バカラックが稀代のメロディ・メイカーであるとともに、卓越したアレンジャーであることはいまさら語るまでもないことだが、その真髄をまだ知らない方には是非お薦めしたいアルバム。安価であり、しかもメジャーどころの名曲はほぼ網羅されている。
数々のアーティストによるトリビュート・ナンバーに触れたければ、「Sweet Melodies」や「80周年記念スペシャル」をお聴きいただくのが宜しかろうが、何枚組にもなり値もはる上に、カバーしたミュージシャンの味が色濃く出た結果、もともとの味わいが全く残らない曲も残念ながら散見される(そのミュージシャンのファンならば構うまいが)。

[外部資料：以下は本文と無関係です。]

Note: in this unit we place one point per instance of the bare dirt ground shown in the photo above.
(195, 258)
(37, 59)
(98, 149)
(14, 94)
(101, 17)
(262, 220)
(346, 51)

そこで、これである。バカラックの匂いがそのままに伝わる彼自身のサウンドをお聴きいただける。それは「Close to you」や「Raindrops keep fallin' on my head」といったヴォーカル・ナンバーの印象が強いナンバーでも例外ではないし、きっと「バカラック作品として」満足できる筈だ。
「喫茶店のBGM」では片付けられない、深い味わいをもったポップスは、決して60年代の流行曲に留まる事はない。LPを買いまくっていた時代からの自分の愛聴版として、一聴に損なしと断言できる。